Cela ne signifie pas que les yogis doivent rester stagnants. Cependant, les yogis qui ont atteint le samadhi sont détachés du passé et de l’avenir. Lorsqu’ils accomplissent une action, ils ne s’attardent pas sur le résultat. Tout est fait avec amour, et tout est fait avec une pleine présence.
L’essentiel
Le yoga n’est pas une heure que l’on prend pour transpirer sur un tapis trois fois par semaine.

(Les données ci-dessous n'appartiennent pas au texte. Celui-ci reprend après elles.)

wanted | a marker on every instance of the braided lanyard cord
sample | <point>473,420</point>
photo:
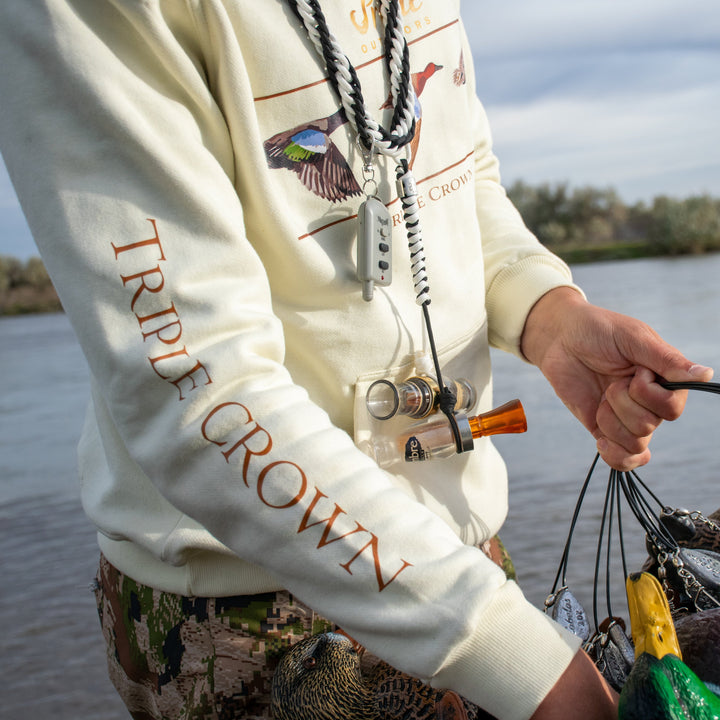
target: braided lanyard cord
<point>375,139</point>
<point>344,80</point>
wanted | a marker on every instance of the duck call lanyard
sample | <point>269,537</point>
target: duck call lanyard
<point>374,138</point>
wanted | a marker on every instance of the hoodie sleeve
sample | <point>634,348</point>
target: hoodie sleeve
<point>125,169</point>
<point>519,270</point>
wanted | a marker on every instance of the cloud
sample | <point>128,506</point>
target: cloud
<point>602,93</point>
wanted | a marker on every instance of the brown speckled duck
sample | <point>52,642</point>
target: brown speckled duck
<point>322,678</point>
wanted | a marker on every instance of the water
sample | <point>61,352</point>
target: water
<point>51,652</point>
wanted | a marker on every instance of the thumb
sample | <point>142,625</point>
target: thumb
<point>673,366</point>
<point>666,361</point>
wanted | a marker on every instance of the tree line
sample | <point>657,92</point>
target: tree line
<point>582,224</point>
<point>579,224</point>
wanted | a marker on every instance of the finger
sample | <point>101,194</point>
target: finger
<point>619,458</point>
<point>645,348</point>
<point>623,420</point>
<point>646,392</point>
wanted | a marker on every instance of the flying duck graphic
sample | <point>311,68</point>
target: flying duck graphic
<point>309,152</point>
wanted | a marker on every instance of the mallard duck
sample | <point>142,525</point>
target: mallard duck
<point>322,678</point>
<point>660,686</point>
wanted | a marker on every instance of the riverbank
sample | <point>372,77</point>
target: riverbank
<point>27,298</point>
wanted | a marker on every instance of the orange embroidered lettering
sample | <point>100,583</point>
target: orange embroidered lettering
<point>294,500</point>
<point>373,544</point>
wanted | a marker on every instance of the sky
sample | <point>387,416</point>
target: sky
<point>607,93</point>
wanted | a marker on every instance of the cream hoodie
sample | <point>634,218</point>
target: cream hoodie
<point>194,202</point>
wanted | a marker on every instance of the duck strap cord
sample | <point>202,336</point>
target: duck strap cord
<point>627,488</point>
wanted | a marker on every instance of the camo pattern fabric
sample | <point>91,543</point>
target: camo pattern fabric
<point>172,657</point>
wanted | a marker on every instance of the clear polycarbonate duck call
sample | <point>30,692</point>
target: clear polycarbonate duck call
<point>434,439</point>
<point>417,397</point>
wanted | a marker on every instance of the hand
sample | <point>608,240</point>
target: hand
<point>581,692</point>
<point>604,366</point>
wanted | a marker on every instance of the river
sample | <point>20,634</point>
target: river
<point>51,652</point>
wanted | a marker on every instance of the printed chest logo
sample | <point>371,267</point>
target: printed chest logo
<point>366,17</point>
<point>308,150</point>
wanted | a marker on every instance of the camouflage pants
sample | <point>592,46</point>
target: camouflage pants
<point>172,657</point>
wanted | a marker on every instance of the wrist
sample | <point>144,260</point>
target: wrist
<point>544,320</point>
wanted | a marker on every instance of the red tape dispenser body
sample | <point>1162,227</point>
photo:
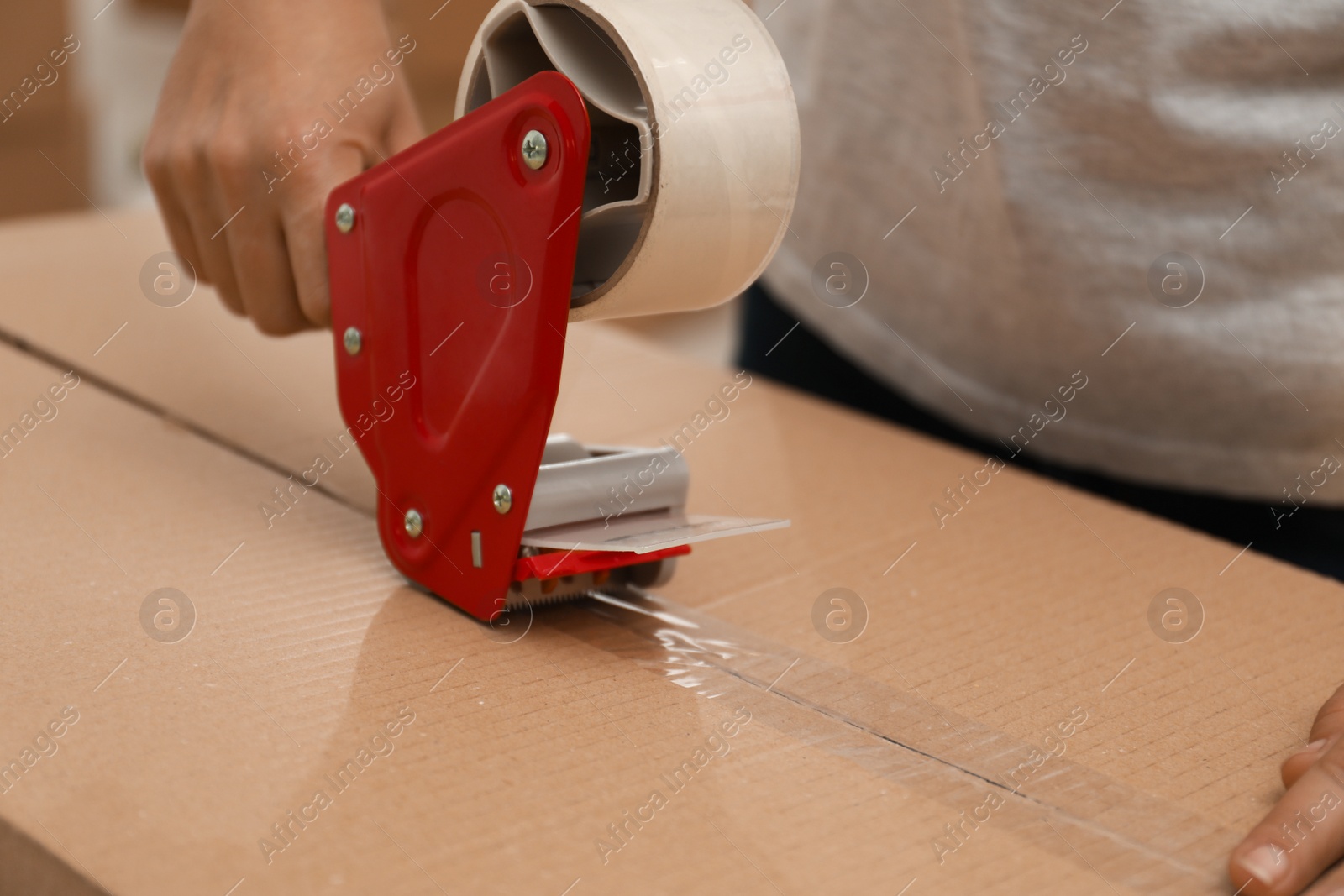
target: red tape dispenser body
<point>452,268</point>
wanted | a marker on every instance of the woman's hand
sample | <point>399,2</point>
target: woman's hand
<point>266,107</point>
<point>1304,833</point>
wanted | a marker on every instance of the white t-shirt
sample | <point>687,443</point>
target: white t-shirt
<point>1043,164</point>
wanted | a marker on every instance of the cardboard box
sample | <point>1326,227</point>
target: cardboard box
<point>44,123</point>
<point>1007,721</point>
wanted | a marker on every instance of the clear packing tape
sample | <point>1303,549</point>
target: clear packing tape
<point>694,163</point>
<point>1136,841</point>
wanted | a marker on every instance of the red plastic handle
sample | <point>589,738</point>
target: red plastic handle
<point>456,275</point>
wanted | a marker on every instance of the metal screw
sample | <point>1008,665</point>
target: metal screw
<point>414,523</point>
<point>534,149</point>
<point>503,499</point>
<point>346,217</point>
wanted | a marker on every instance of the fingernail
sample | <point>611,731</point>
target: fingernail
<point>1263,866</point>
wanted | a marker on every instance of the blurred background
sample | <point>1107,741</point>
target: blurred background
<point>71,136</point>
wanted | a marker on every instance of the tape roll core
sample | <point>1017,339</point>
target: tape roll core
<point>694,161</point>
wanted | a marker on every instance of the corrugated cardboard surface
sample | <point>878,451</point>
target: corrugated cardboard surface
<point>1023,617</point>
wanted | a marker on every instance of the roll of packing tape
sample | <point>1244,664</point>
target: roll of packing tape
<point>694,163</point>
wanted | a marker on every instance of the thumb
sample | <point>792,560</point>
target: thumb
<point>306,233</point>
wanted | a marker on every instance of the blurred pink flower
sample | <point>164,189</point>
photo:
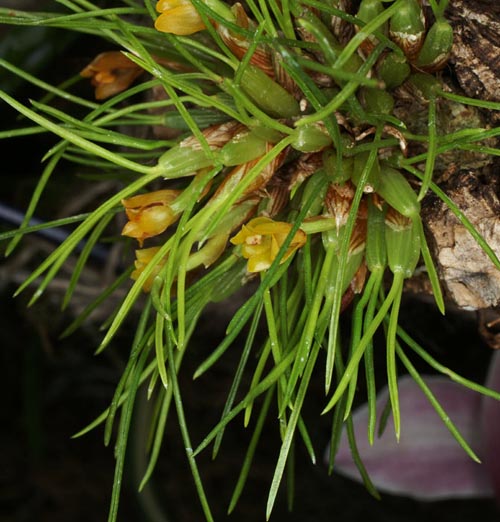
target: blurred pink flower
<point>428,463</point>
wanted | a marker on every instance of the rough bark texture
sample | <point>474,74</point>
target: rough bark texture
<point>470,279</point>
<point>476,49</point>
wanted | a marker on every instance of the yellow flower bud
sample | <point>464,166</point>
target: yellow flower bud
<point>178,17</point>
<point>111,72</point>
<point>149,214</point>
<point>261,239</point>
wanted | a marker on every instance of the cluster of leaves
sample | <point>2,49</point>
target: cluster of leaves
<point>286,111</point>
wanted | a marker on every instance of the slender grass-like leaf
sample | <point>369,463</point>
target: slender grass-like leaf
<point>435,403</point>
<point>247,461</point>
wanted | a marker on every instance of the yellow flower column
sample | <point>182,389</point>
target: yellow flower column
<point>149,214</point>
<point>261,239</point>
<point>110,73</point>
<point>178,17</point>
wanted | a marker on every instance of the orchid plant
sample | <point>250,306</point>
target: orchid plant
<point>292,162</point>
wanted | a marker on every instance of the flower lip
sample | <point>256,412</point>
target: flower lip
<point>178,17</point>
<point>111,73</point>
<point>261,239</point>
<point>149,214</point>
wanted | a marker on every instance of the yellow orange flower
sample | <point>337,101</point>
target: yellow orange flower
<point>143,258</point>
<point>178,17</point>
<point>261,239</point>
<point>149,214</point>
<point>111,72</point>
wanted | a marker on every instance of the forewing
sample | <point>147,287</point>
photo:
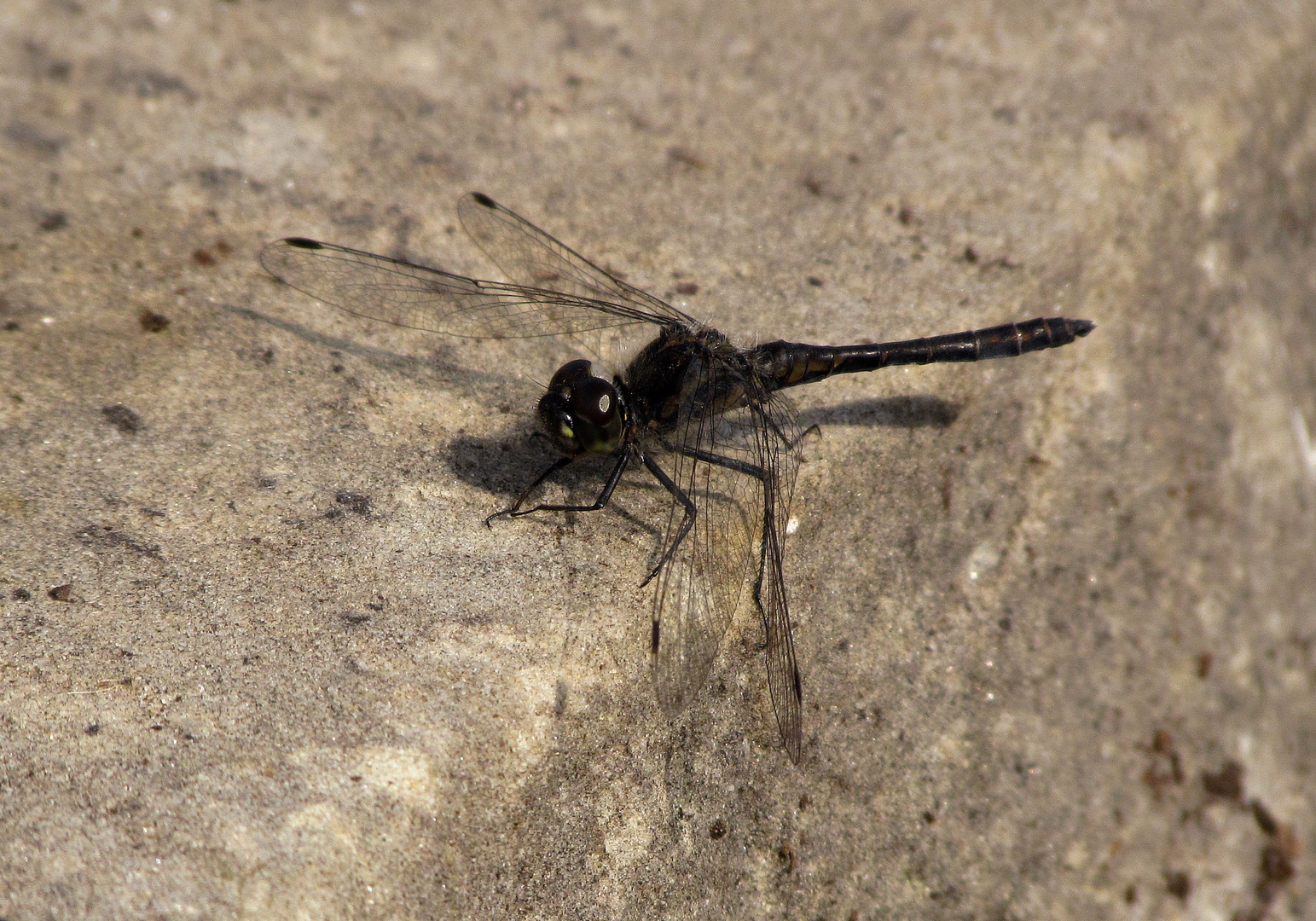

Le yoga est un chemin spirituel qui a été emprunté avec amour et transmis depuis des milliers d’années.
Le yoga est un aperçu de la façon dont les humains ont exploré la spiritualité, l’esprit humain, le corps mortel et la nature de la conscience infinie depuis l’aube de la civilisation. Lorsque nous nous appelons yogis, nous revêtons un manteau qui nous protège de la sagesse de milliers de gourous et d’aspirants spirituels à travers les âges.
Lorsque nous puisons dans la sagesse yogique, nous voyons à quel point il est important de chercher à progresser, tant sur le plan spirituel que sociétal.
Meesha est une Desi queer (moitié Punjabi et moitié Kashmiri) qui vit actuellement sur la terre Taino (soi-disant Porto Rico). Après avoir pratiqué le yoga pendant 7 ans en Amérique et remarqué à quel point la culture occidentale du yoga était blanchie et exclusive, ils ont eu l’idée de créer Alchemystic Studio. Le but de ce studio de yoga virtuel était de se réapproprier leur héritage et de créer une expérience traumatique, intersectionnelle et positive pour toutes les personnes qui se sont senties ostracisées par l’appropriation culturelle, la suprématie blanche, le patriarcat, le binaire de genre, le système de caste et la culture cishétéronormative. Alchemystic s’est transformé en une communauté mondiale de personnes qui se connectent à travers la spiritualité, le bien-être holistique et l’activisme.